Google has announced a new artificial intelligence tool called Whisk which allows you to generate images using other images as messages instead of requiring a long text message.
With Whisk, you can offer images to suggest what you'd like as the theme, scene, and style of your ai-generated image, and you can request multiple images from Whisk for each of those three things. (If you want, you can also fill in the text prompts.) If you don't have images on hand, you can click the dice icon to have Google fill in some images for directions (although those images will also appear to be generated by ai). You can also enter some text in a text box at the end of the process if you want to add additional details about the image you're looking for, but it's not required.
Whisk will then generate images and a text message for each image. You can bookmark the image or download it if you're happy with the results, or you can refine an image by entering more text in the text box or by clicking on the image and editing the text message.

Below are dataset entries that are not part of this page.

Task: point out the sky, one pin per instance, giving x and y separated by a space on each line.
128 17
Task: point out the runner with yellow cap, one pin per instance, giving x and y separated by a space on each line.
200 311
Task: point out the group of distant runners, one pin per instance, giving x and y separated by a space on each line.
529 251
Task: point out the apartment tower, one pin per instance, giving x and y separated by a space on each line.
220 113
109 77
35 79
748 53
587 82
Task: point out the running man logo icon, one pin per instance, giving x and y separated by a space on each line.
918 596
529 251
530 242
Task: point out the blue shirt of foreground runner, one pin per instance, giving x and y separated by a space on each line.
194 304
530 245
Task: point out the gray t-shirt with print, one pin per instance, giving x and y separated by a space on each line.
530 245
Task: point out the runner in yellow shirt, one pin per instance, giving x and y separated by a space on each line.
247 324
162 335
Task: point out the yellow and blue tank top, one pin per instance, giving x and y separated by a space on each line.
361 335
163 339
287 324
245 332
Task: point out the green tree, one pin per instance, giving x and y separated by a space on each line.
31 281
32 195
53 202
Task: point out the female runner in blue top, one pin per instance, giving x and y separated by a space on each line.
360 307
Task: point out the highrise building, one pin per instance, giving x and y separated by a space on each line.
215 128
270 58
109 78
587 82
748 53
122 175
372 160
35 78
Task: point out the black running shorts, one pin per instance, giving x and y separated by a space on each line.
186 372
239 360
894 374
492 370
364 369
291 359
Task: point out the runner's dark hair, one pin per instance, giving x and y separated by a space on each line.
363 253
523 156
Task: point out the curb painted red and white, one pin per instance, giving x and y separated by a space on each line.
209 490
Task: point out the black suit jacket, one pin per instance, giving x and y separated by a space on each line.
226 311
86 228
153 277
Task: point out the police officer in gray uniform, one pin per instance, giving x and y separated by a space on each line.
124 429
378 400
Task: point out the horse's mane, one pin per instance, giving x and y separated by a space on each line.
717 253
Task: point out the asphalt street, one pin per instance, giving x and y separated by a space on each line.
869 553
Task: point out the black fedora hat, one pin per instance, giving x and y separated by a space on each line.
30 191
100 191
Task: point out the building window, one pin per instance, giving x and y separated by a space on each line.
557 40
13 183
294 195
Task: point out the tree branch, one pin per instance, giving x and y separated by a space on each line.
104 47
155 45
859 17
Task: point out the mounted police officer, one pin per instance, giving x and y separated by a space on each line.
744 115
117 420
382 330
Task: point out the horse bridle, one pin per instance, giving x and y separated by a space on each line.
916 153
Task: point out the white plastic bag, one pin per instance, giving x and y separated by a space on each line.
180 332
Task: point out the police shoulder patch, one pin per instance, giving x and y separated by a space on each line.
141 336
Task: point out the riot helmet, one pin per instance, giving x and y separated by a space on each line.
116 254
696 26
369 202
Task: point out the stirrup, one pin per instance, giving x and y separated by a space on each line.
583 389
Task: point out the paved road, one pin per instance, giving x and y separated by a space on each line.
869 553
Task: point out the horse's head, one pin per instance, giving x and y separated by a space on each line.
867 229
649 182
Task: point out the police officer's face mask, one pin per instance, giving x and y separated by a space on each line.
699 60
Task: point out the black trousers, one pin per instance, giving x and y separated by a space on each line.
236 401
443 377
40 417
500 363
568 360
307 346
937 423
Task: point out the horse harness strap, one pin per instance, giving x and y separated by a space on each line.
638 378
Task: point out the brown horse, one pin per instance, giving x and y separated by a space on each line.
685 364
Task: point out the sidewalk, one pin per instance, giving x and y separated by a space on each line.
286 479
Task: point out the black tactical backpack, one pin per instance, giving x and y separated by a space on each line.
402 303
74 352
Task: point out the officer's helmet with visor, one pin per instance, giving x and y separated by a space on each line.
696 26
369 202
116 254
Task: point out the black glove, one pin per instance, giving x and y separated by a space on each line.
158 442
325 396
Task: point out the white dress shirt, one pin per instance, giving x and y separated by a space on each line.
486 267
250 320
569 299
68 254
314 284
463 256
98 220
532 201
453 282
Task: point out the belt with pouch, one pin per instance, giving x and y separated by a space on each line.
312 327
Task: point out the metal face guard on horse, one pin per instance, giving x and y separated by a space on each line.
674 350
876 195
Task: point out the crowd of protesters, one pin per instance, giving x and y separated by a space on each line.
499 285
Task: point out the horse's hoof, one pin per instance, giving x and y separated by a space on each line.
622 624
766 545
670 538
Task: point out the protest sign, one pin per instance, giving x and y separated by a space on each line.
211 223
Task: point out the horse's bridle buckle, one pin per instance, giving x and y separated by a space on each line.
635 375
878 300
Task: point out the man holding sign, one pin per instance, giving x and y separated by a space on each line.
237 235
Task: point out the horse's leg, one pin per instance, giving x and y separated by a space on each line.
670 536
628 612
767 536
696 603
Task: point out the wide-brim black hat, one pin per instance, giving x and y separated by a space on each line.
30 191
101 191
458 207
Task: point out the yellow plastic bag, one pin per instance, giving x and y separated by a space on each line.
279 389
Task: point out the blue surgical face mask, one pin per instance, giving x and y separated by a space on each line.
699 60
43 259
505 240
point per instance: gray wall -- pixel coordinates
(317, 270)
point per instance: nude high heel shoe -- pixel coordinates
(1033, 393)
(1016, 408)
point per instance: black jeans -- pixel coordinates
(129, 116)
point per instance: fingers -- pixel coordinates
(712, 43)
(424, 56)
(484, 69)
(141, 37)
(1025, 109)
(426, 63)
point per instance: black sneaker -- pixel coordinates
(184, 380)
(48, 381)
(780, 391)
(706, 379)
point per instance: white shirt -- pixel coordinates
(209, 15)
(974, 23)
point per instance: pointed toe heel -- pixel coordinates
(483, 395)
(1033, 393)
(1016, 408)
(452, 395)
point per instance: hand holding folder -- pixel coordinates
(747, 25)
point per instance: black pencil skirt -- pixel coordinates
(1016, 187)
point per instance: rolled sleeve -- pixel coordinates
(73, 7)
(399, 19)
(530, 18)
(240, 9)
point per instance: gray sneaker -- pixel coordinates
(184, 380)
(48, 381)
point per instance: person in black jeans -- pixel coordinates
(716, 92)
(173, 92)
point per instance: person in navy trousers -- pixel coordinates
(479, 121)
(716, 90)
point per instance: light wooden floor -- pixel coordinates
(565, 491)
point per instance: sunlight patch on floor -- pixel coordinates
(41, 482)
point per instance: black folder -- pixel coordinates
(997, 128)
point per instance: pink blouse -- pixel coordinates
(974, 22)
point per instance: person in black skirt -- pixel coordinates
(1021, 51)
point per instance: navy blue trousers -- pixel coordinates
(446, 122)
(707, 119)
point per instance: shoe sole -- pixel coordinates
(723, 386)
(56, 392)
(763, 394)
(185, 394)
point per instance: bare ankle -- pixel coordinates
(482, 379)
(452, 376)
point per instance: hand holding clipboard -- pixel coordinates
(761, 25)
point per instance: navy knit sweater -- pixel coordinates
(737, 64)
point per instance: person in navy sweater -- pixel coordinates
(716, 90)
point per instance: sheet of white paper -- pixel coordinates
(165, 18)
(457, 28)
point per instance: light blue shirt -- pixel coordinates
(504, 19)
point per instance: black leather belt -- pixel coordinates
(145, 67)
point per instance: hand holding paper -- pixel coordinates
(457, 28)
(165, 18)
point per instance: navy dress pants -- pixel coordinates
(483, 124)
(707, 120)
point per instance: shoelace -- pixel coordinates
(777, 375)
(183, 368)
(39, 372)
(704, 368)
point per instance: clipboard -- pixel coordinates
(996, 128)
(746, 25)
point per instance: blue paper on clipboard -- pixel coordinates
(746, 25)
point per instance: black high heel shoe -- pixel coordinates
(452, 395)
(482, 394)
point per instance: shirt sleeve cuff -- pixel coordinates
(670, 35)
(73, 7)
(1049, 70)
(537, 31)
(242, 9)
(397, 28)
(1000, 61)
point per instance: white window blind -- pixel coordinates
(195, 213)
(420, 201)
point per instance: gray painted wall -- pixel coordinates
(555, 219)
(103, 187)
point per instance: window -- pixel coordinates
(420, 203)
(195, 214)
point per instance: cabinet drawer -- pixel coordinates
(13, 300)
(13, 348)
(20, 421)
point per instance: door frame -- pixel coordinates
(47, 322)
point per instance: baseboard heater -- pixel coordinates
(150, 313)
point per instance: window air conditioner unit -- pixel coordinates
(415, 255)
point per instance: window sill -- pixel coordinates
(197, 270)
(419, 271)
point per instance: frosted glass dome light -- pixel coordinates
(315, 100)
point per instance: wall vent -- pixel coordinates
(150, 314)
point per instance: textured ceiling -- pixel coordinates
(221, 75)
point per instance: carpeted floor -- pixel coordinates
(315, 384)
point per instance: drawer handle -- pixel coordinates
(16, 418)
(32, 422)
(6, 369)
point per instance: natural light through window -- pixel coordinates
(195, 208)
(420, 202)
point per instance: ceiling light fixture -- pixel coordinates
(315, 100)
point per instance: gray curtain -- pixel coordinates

In <a target="_blank" href="https://blog.google/technology/google-labs/whisk-visualize-and-remix-ideas-using-images-and-ai/”>a blog postGoogle emphasizes that Whisk is designed for “quick visual exploration, not pixel-perfect edits.” The company also says that Whisk can “miss the mark,” which is why it allows you to edit the underlying prompts.
In the few minutes I've used the tool while writing this story, it's been fun to play with. The images take a few seconds to generate, which is annoying, and although the images have been a little strange, it's been fun to repeat everything I've generated.
Google says Whisk uses the “latest” iteration of its image generation model Image 3, <a target="_blank" href="https://blog.google/technology/google-labs/video-image-generation-update-december-2024/”>what he announced today. Google also unveiled Veo 2, the next version of its video generation model, which the company says understands “the unique language of cinematography” and features things like extra fingers “less frequently” than other models (one of those other models is probably Sora from OpenAI). Veo 2 will come first to Google's VideoFX, for which you can get it on the Google Labs waitlist, and will expand to “other products” from YouTube Shorts sometime next year.